The main objectives of this study are:
1. Natural algal extracts [Sarconema filiforme (S. filiforme) and Laurencia obtusa (L.
obtusa)] were structurally characterize and assess cytotoxicity of both ethanolic and
chloroform extracts of S. filiforme and L. obtusa red seaweed collected from the Suez Canal
coasts, Egypt. Extracts of S. filiforme and L. obtusa were prepared and characterized using
GC/MS analysis and MTT assay was used to examine their toxicity against different cancer
cell lines including to human breast cancer (MCF-7 and MDA-MB-231 cells) and lung
adenocarcinoma (A549 cells) cell lines. Using GC/MS analysis, a total of 34 and 29 different
compounds were identified in the extracts of S. filiforme and L. obtusa, respectively. The
most abundant constituents in both algae species are cholesterol and diisooctyl phthalate. The
in vitro assays revealed a mild to moderate cytotoxicity of the two crude extracts of both
species on MCF-7, MDA-MB-231, and A549 cells.
2. Antimicrobial peptide (AMP) Smp43 isolated from scorpion venom has been used
to estimate the cytotoxicity and the molecular mechanisms of Smp43 in human breast cancer
cell lines (MDA-MB-231 and MCF-7). Cells were treated with Smp43 and various assays
have been performed including MTT assay, apoptosis assay (Annexin V/PI staining), cell
cycle analysis, DNA fragmentation by DPA and agarose gel electrophoresis, and wound healing assay.

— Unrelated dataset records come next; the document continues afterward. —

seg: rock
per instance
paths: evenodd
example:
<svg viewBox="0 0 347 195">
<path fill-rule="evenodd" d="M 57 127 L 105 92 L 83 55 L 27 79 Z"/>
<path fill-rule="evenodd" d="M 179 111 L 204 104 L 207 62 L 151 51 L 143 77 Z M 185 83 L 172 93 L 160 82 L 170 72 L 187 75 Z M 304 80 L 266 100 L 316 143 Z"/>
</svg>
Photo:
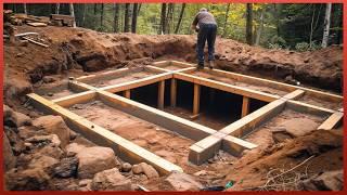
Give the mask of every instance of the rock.
<svg viewBox="0 0 347 195">
<path fill-rule="evenodd" d="M 172 171 L 164 182 L 174 187 L 175 191 L 200 191 L 204 187 L 193 177 L 178 171 Z"/>
<path fill-rule="evenodd" d="M 70 143 L 66 146 L 66 154 L 67 156 L 74 156 L 76 155 L 77 153 L 81 152 L 82 150 L 85 150 L 86 146 L 85 145 L 80 145 L 80 144 L 77 144 L 77 143 Z"/>
<path fill-rule="evenodd" d="M 140 174 L 143 173 L 143 169 L 140 165 L 133 165 L 132 166 L 132 173 Z"/>
<path fill-rule="evenodd" d="M 131 191 L 131 182 L 117 168 L 98 172 L 91 183 L 93 191 Z"/>
<path fill-rule="evenodd" d="M 31 125 L 30 117 L 14 112 L 11 107 L 8 105 L 3 105 L 3 123 L 9 127 L 22 127 L 22 126 L 29 126 Z"/>
<path fill-rule="evenodd" d="M 2 143 L 2 154 L 3 154 L 3 166 L 4 170 L 10 170 L 15 167 L 16 158 L 13 155 L 13 152 L 11 150 L 11 145 L 9 142 L 8 136 L 3 135 L 3 143 Z"/>
<path fill-rule="evenodd" d="M 326 171 L 303 181 L 300 185 L 306 191 L 343 191 L 344 171 Z"/>
<path fill-rule="evenodd" d="M 92 178 L 97 172 L 112 169 L 117 166 L 115 153 L 110 147 L 86 147 L 77 153 L 78 178 Z"/>
<path fill-rule="evenodd" d="M 53 169 L 54 177 L 70 178 L 77 176 L 78 159 L 77 157 L 63 158 Z"/>
<path fill-rule="evenodd" d="M 79 190 L 80 191 L 91 191 L 91 182 L 92 182 L 92 180 L 90 180 L 90 179 L 80 180 L 78 183 Z"/>
<path fill-rule="evenodd" d="M 36 135 L 25 140 L 25 142 L 30 142 L 35 146 L 44 146 L 51 145 L 53 147 L 59 147 L 61 145 L 61 141 L 59 140 L 56 134 L 49 134 L 49 135 Z"/>
<path fill-rule="evenodd" d="M 42 116 L 33 121 L 33 126 L 43 129 L 47 132 L 56 134 L 62 142 L 62 148 L 69 142 L 69 128 L 65 125 L 61 116 Z"/>
<path fill-rule="evenodd" d="M 139 166 L 141 166 L 143 173 L 149 179 L 159 178 L 159 173 L 151 165 L 147 165 L 146 162 L 141 162 L 139 164 Z"/>
<path fill-rule="evenodd" d="M 54 77 L 51 77 L 51 76 L 44 76 L 42 78 L 43 82 L 44 83 L 50 83 L 50 82 L 54 82 L 55 81 L 55 78 Z"/>
<path fill-rule="evenodd" d="M 40 168 L 16 171 L 12 169 L 5 174 L 5 187 L 10 191 L 48 190 L 50 177 Z"/>
<path fill-rule="evenodd" d="M 121 165 L 121 171 L 129 172 L 131 170 L 132 166 L 128 162 L 125 162 Z"/>
<path fill-rule="evenodd" d="M 39 168 L 47 171 L 48 173 L 51 173 L 53 166 L 57 164 L 59 164 L 57 159 L 52 158 L 50 156 L 42 155 L 31 159 L 28 165 L 28 168 L 30 169 Z"/>
</svg>

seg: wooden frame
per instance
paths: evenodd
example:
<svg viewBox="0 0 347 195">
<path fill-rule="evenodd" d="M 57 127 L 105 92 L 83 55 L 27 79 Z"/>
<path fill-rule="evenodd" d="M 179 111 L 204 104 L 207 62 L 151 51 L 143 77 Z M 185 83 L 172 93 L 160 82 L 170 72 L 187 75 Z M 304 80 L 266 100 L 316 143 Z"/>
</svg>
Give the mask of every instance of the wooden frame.
<svg viewBox="0 0 347 195">
<path fill-rule="evenodd" d="M 165 69 L 166 66 L 171 65 L 178 66 L 180 69 Z M 318 128 L 319 130 L 331 130 L 342 123 L 342 118 L 344 115 L 343 109 L 333 110 L 299 101 L 303 95 L 311 95 L 318 99 L 321 98 L 322 100 L 338 102 L 343 100 L 343 98 L 339 95 L 218 69 L 208 70 L 215 75 L 232 78 L 241 82 L 267 86 L 288 92 L 282 96 L 273 95 L 245 87 L 232 86 L 221 81 L 189 75 L 189 73 L 192 73 L 196 68 L 191 64 L 177 61 L 155 62 L 153 65 L 145 67 L 145 69 L 154 72 L 157 75 L 102 88 L 95 88 L 88 84 L 101 77 L 121 77 L 121 75 L 130 73 L 129 68 L 121 68 L 118 70 L 105 72 L 98 75 L 83 76 L 75 80 L 69 80 L 68 88 L 80 92 L 77 94 L 60 98 L 53 101 L 46 100 L 37 94 L 29 94 L 28 96 L 35 107 L 47 113 L 61 115 L 73 130 L 82 133 L 91 141 L 113 147 L 114 150 L 120 152 L 125 159 L 129 158 L 130 161 L 147 161 L 157 168 L 163 174 L 168 173 L 171 170 L 182 171 L 182 169 L 118 136 L 117 134 L 114 134 L 108 130 L 99 127 L 74 113 L 70 113 L 63 107 L 69 107 L 74 104 L 86 103 L 98 99 L 108 106 L 115 107 L 121 112 L 142 118 L 152 123 L 162 126 L 185 138 L 195 140 L 197 142 L 190 147 L 189 160 L 197 165 L 205 162 L 219 150 L 223 150 L 232 155 L 237 156 L 243 150 L 255 148 L 257 145 L 246 142 L 241 138 L 254 131 L 261 123 L 277 116 L 284 108 L 291 108 L 296 112 L 324 117 L 330 116 Z M 192 82 L 194 84 L 193 115 L 198 114 L 201 86 L 204 86 L 209 87 L 213 90 L 217 89 L 243 95 L 243 117 L 240 120 L 224 127 L 220 131 L 217 131 L 165 113 L 160 109 L 164 108 L 165 81 L 167 79 L 171 79 L 170 105 L 172 107 L 176 106 L 177 102 L 177 79 L 179 79 Z M 130 100 L 131 89 L 156 82 L 158 82 L 159 109 Z M 113 94 L 120 91 L 124 91 L 125 98 Z M 269 104 L 249 114 L 249 99 L 265 101 Z M 91 128 L 91 126 L 94 128 Z"/>
</svg>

In addition, apoptosis-related gene expression levels were determined by qRTPCR
while the expression levels of cell proliferation/migration/invasion-related genes were
determined by western blotting. Treatment with Smp43 inhibited cell proliferation,
migration, and metastasis, but it induced cell apoptosis as observed by DNA fragmentation
and Annexin V/PI analysis. Further molecular mechanism studies showed that bax, p53,
caspase 7, and caspase 9 expression levels were found to be up regulated in both treated cell
lines. On the other hand, bcl-2, ki67, PCNA, laminin-5, and upA expression levels
significantly downregulated in both treated cell lines. These findings were also validated by
ELISA test of cytochrome C, MMP9, and VEGF. The present results revealed that
proliferation of breast cancer cells is dramatically reduced in vitro by Smp43 through
apoptosis induction and migration/invasion inhibition. Generally, our results shed a light on
the anticancer action of Smp43, which could eventually be used to create effective
therapeutic medicines for treating breast cancer.